The unemployment rate in the United States is 3.7%. Pretty good — people having jobs is great. And it’s actually part of the Federal Reserve’s job to keep unemployment down. But the Fed has a fear that if the unemployment rate gets too low, prices could rise too much in the economy (it’s also the Fed’s job to keep prices stable).

That fear is based on a relationship called the Phillips curve, which takes many forms but amounts to this: The less slack there is in the economy (often represented by the unemployment rate), the more pressure driving wages up. And from there comes another relationship often referred to as the Phillips curve: The lower the unemployment rate, the more prices rise.

These relationships have been on display at different moments in American history. But not so much recently, at least with regard to the relationship between unemployment and inflation. Fed Chair Jerome Powell said the relationship between slack in the economy and inflation was “a faint heartbeat.”

It’s visible at the state and city level, said Alan Detmeister, an economist at UBS who used to work at the Fed. And low unemployment has driven up wages, though not as much as most workers would like.

“If the unemployment rate is high so there’s lots of people looking for work, then employers don’t have to offer wages that are as high. Simple supply and demand,” explains Stephen Cecchetti, professor of international finance at Brandeis International Business School.

Here’s a chart of average hourly earnings, provided by UBS:

(Courtesy UBS)

Similarly, low unemployment has corresponded to rising rents and housing costs.

“When people are employed getting higher wages, they will tend to spend more money on shelter,” said UBS’s Detmeister.

But that link to inflation generally?

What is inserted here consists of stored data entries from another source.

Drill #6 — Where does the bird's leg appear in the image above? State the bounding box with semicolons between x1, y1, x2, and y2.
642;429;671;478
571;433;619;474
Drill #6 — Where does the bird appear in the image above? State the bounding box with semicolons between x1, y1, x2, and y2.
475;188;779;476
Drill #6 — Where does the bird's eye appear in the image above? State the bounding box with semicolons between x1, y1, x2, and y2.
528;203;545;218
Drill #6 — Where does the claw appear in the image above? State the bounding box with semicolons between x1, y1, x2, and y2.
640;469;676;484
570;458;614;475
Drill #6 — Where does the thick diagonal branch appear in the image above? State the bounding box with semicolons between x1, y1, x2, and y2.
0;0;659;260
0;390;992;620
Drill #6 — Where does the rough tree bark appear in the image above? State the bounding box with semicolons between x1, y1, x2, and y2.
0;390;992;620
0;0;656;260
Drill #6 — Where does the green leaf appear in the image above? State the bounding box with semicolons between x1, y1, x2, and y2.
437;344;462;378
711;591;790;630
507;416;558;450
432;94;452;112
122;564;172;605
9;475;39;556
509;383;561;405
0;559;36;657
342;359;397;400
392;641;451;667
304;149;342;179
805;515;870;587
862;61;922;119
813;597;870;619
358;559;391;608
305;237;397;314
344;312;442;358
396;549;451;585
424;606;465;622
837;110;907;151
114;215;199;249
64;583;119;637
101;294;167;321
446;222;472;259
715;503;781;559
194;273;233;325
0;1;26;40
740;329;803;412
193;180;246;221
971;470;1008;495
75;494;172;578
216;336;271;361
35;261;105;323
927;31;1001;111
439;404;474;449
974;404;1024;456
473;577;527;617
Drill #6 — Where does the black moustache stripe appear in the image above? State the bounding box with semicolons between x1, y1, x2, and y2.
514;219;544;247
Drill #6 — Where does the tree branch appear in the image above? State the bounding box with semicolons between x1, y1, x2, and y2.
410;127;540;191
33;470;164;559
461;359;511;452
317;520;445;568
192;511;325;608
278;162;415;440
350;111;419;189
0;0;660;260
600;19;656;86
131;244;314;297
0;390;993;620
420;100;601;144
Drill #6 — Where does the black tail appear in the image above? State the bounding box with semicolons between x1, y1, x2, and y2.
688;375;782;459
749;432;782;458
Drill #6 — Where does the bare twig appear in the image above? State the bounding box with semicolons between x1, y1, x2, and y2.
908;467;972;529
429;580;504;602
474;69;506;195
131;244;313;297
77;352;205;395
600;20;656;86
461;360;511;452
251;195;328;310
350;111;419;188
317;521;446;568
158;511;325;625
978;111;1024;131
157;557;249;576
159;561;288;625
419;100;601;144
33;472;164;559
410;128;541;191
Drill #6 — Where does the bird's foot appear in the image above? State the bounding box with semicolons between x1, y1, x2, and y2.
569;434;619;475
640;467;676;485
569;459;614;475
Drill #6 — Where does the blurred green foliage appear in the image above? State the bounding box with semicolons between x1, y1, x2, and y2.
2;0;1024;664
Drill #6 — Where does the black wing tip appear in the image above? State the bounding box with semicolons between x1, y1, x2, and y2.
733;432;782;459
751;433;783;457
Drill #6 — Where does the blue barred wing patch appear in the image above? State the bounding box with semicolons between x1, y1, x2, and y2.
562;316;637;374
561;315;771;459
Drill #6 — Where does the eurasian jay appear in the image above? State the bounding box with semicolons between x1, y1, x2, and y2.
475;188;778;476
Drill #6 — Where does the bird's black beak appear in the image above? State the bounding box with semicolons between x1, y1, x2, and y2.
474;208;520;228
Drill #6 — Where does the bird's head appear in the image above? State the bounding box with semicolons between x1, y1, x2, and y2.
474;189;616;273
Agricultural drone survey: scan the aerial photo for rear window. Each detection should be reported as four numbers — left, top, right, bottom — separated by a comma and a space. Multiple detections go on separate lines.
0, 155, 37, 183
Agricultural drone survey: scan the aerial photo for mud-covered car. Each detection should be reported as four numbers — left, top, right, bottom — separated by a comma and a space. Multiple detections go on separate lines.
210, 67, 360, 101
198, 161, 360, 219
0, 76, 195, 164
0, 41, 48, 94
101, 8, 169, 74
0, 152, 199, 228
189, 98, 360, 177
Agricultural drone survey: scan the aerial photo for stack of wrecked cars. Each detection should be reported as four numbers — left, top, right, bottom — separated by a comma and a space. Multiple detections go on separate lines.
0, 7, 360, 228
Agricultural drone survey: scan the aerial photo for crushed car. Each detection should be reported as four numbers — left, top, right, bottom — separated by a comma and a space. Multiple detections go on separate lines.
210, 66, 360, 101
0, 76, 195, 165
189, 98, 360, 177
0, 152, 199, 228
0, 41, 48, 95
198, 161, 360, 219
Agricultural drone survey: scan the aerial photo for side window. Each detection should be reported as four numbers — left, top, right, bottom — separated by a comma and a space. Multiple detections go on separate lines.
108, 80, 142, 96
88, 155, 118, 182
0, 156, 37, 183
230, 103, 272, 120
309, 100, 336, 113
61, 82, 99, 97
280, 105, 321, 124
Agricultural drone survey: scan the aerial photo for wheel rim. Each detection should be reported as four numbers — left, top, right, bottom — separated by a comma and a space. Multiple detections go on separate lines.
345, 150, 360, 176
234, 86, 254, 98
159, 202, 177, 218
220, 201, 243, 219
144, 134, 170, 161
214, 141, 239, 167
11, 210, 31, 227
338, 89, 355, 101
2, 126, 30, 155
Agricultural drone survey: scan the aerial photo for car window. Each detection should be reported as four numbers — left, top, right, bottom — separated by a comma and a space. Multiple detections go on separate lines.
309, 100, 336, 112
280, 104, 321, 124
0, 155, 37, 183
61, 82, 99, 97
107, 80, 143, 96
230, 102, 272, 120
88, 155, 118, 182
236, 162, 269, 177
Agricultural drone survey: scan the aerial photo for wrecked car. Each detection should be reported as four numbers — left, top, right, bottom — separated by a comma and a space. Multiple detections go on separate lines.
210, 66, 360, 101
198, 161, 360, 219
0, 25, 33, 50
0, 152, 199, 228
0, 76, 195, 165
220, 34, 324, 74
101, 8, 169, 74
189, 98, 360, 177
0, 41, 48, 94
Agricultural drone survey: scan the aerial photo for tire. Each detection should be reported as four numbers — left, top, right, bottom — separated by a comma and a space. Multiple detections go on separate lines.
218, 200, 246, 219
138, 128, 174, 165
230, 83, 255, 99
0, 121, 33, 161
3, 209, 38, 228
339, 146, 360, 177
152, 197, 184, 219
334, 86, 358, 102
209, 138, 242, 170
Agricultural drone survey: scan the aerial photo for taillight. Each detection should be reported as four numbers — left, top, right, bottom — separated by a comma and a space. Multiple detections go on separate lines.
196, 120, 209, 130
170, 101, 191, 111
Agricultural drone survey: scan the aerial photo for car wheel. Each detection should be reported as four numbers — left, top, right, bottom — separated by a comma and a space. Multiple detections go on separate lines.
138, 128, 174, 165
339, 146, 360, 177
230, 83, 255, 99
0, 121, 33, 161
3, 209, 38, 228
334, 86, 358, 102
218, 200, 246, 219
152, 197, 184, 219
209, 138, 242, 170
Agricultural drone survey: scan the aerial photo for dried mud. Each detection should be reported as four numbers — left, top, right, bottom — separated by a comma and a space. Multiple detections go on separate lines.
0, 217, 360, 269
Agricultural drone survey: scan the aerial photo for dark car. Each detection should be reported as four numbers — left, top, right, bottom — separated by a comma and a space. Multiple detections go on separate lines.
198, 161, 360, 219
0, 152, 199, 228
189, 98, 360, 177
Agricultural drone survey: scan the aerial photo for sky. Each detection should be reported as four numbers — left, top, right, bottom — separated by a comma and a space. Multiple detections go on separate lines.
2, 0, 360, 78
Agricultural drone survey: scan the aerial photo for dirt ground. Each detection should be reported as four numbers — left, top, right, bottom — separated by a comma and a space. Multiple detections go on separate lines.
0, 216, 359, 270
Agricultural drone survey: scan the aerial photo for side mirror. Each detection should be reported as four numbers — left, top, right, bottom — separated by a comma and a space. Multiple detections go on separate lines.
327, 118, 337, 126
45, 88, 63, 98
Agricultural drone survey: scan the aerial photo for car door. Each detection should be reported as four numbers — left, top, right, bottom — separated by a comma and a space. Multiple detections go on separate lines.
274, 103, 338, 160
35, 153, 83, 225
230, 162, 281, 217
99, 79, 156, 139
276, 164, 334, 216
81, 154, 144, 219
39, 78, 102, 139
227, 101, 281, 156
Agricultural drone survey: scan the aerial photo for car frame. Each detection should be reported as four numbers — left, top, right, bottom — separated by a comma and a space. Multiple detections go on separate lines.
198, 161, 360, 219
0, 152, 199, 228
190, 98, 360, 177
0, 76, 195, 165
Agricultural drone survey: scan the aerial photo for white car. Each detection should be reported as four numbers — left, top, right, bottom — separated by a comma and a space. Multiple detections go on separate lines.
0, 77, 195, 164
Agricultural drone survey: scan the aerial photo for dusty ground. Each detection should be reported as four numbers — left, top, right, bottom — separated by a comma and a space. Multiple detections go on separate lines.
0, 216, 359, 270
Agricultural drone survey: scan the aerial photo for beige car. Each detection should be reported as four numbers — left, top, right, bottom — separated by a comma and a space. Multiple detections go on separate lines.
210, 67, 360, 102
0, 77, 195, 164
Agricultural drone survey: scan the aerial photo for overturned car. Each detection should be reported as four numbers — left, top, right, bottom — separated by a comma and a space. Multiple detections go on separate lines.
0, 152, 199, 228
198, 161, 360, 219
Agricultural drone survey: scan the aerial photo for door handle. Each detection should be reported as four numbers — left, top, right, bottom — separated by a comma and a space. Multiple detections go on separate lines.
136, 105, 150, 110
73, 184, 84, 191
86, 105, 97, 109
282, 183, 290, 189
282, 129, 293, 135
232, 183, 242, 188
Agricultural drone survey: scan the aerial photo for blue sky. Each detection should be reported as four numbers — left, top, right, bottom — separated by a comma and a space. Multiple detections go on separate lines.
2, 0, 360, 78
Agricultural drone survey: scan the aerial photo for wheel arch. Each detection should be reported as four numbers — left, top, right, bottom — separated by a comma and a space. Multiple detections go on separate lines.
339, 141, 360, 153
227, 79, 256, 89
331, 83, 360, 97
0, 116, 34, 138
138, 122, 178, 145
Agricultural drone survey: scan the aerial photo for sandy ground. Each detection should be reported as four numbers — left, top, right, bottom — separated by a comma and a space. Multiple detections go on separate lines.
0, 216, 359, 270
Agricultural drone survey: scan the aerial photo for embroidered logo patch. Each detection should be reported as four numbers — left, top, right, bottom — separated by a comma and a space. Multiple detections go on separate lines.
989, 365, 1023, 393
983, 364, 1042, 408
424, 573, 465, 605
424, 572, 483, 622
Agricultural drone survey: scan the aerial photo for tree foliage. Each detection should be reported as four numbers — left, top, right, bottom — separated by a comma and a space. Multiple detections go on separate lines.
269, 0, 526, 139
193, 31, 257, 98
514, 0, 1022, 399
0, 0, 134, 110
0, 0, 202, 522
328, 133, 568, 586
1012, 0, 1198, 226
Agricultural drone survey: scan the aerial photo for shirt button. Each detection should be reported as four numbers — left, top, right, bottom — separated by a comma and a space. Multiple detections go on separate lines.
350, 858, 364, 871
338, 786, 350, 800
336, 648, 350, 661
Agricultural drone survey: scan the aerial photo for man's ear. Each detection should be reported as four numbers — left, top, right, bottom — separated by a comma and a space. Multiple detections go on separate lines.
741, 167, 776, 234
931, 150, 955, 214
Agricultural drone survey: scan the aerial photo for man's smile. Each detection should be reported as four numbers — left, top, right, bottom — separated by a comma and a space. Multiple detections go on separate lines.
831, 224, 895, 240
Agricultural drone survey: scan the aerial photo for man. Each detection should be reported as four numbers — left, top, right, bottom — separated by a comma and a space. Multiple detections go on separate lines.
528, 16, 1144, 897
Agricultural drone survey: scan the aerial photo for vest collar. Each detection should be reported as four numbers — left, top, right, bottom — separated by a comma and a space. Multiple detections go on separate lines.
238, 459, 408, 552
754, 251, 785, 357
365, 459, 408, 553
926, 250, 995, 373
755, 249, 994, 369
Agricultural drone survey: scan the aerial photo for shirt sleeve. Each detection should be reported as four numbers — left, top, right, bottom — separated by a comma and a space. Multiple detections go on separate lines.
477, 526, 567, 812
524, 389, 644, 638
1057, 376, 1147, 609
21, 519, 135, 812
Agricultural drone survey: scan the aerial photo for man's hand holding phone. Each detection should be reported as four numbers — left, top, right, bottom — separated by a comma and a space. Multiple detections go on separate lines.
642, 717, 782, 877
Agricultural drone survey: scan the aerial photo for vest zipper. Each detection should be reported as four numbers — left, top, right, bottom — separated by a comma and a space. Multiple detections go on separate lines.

Just doesn’t seem to be operating.

“The link between domestic wages and domestic prices is much weaker because of globalization,” Cecchetti said. The economy’s not a cute little self-contained box. We buy stuff from around the world. Prices are affected by things going on out in that world.

Another reason it’s gotten harder to tell when inflation’s going to get out of control is it’s been forever since it was out of control.

“The Fed has been very good at keeping inflation relatively constant since the late ’90s so that inflation doesn’t get into individuals’ expectations,” Detmeister said.

Inflation, having been so stable for so long, doesn’t get into people’s heads — they don’t worry about it, companies aren’t paranoid about it. They don’t change their prices that often. So inflation doesn’t really move much or very quickly.

There’s a range of views on whether the Phillips curve relationship between unemployment and inflation is operating in the background or whether it’s just dormant altogether. Detmeister, for example, said: “The Phillips curve isn’t just a near-term relationship, it’s a longer-run business-cycle relationship, a general guide for the trajectory of prices and wages, and is not a short-term month-over-month or quarter-over-quarter relationship.”

Max Gillman, professor of economic history at the University of Missouri-St. Louis, puts a different spin on it.

“The Phillips curve only arises at certain periods of time. We’re not in one of those periods of a severe recession or a world war buildup involving a lot of government expenditure — we’re not in one of those periods.”

Wherever the Phillips curve is, whatever its operation, it appears to have gotten harder for the Fed to tell whether the unemployment rate is too low and whether high inflation is just around the corner. But the flip side is, maybe it’s not so urgent. The Fed probably doesn’t have to worry too much that anything crazy is going to happen with inflation all of a sudden any time soon.